Je me suis immédiatement mis au travail opérant dix à douze patients par jour, enchaînant quatorze à seize heures de travail. La salle d’opération tremblait souvent, parfois toutes les trente secondes, à cause des bombardements incessants. Nous opérions dans des environnements non stériles qui auraient été impensables aux Etats-Unis. Nous avions un accès limité aux équipements médicaux pourtant essentiels : nous procédions quotidiennement à des amputations de bras et de jambes avec une scie Gigli, un outil datant de la guerre de Sécession qui consiste essentiellement en un segment de fil de fer barbelé. De nombreuses amputations auraient pu être évitées si nous avions eu accès à du matériel médical basique. Il était difficile de s’occuper de tous les blessés dans un système de santé totalement effondré.
J’ai écouté mes patients, me chuchoter leur histoire alors que je les conduisais vers la salle d’opération. La majorité d’entre eux dormait chez eux quand ils ont été bombardés. Je ne pouvais m’empêcher de penser que les plus chanceux étaient morts instantanément, soit par la force de l’explosion, soit ensevelis sous les décombres. Les survivants ont subi des heures d’opération et de multiples aller-retour en salle d’opération tout en pleurant la perte de leurs enfants et de leur conjoint. Ils avaient le corps rempli d’éclats d’obus qu’il fallait extraire chirurgicalement de leur chair, morceau par morceau.

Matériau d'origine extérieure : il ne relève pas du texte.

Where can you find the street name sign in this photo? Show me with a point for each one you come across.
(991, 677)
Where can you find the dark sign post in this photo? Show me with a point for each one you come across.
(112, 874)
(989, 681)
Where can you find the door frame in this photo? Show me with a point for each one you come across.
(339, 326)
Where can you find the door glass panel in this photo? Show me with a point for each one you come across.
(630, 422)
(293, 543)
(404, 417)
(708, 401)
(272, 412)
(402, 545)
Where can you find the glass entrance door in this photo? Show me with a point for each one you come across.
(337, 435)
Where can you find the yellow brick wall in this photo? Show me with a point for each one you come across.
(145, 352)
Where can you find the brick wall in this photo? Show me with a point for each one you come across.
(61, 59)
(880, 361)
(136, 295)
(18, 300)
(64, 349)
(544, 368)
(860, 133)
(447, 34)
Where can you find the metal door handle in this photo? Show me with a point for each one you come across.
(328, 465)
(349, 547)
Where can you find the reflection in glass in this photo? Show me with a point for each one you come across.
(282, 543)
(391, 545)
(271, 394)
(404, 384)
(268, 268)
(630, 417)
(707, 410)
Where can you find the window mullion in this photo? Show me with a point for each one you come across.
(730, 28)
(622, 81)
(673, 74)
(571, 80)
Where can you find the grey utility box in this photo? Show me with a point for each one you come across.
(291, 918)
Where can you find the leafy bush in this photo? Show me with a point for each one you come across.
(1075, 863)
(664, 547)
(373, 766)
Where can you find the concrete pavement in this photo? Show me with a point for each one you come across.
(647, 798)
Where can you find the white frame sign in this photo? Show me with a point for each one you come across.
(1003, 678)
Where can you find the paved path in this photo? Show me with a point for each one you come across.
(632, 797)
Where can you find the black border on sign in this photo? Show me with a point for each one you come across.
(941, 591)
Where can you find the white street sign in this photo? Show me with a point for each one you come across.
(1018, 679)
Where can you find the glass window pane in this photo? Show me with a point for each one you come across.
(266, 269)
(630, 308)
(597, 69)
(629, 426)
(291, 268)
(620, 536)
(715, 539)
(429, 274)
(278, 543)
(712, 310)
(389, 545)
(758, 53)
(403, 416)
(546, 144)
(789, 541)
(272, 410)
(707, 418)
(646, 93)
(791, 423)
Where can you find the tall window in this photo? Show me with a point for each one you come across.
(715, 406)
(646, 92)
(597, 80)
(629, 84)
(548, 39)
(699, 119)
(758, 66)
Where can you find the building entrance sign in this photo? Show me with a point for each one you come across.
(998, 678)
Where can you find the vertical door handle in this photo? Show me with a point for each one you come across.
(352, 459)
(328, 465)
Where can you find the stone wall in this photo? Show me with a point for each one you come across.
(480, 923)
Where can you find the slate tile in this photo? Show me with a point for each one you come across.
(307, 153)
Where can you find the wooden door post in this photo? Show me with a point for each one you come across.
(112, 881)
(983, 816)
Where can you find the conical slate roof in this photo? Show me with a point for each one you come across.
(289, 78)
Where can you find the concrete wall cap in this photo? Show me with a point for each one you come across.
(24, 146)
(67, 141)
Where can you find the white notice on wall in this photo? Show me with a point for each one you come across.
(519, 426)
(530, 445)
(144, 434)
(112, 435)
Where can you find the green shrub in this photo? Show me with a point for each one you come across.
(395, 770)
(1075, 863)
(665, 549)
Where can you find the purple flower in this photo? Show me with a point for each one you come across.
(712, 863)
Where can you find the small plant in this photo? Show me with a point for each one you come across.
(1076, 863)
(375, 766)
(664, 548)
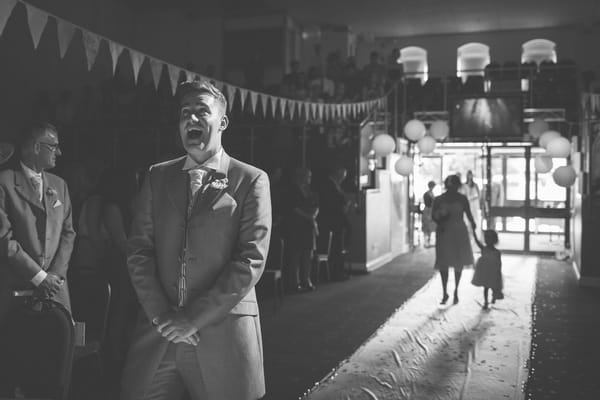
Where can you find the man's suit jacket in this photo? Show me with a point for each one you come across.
(35, 234)
(226, 237)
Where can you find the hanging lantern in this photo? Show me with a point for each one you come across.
(543, 164)
(537, 127)
(414, 130)
(404, 166)
(547, 137)
(558, 147)
(383, 145)
(426, 144)
(439, 130)
(564, 176)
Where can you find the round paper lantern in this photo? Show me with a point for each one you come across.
(547, 137)
(439, 130)
(426, 144)
(537, 127)
(558, 147)
(383, 145)
(414, 130)
(564, 176)
(404, 166)
(543, 164)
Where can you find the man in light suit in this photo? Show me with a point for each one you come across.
(36, 232)
(198, 247)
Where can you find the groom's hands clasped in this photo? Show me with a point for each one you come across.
(176, 327)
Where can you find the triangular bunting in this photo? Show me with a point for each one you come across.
(137, 59)
(156, 68)
(263, 103)
(6, 7)
(230, 95)
(173, 77)
(37, 22)
(115, 51)
(243, 94)
(253, 100)
(274, 103)
(65, 32)
(91, 43)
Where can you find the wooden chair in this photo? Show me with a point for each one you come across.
(274, 270)
(90, 299)
(321, 256)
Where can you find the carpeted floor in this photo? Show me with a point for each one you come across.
(313, 332)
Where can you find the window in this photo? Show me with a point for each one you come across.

J’ai cessé de compter le nombre de nouveaux orphelins que j’étais en train d’opérer. Après l’opération, ils étaient placés quelque part dans l’hôpital, sans que je sache qui s’occuperait d’eux ou comment ils survivraient. Une fois, une poignée d’enfants, tous âgés de 5 à 8 ans, ont été portés jusqu’à la salle d’urgence, par leurs parents. Tous avaient reçu une balle dans la tête. Ces familles étaient en train de rentrer chez elles à Khan Yunis, à environ 3,5 km de l’hôpital, après le retrait des chars israéliens. Mais les tireurs d’élite étaient apparemment restés sur place. Aucun de ces enfants n’a survécu.
Le dernier jour, alors que je retournais à la maison d’hôtes où les habitants savaient que les étrangers séjournaient, un jeune garçon s’est précipité sur moi et m’a offert un petit cadeau. C’était un rocher de la plage, avec une inscription en arabe écrite au marqueur : « De Gaza, avec amour, malgré la douleur ». Alors que je me tenais sur le balcon et que je regardais Rafah pour la dernière fois, nous pouvions entendre les drones, les bombardements et les rafales de mitrailleuses, mais quelque chose était différent cette fois : le son était plus fort, les explosions plus proches. Cette semaine, les forces israéliennes ont attaqué un autre grand hôpital de Gaza et prévoient une offensive terrestre à Rafah. Je me sens profondément coupable d’avoir pu partir alors que des millions de personnes sont forcées d’endurer le cauchemar de Gaza. En tant qu’Américain, je pense à nos impôts qui ont financé les armes qui ont probablement blessé mes patients là-bas. Déjà chassés de chez eux, ces gens n’ont nulle part autre où aller.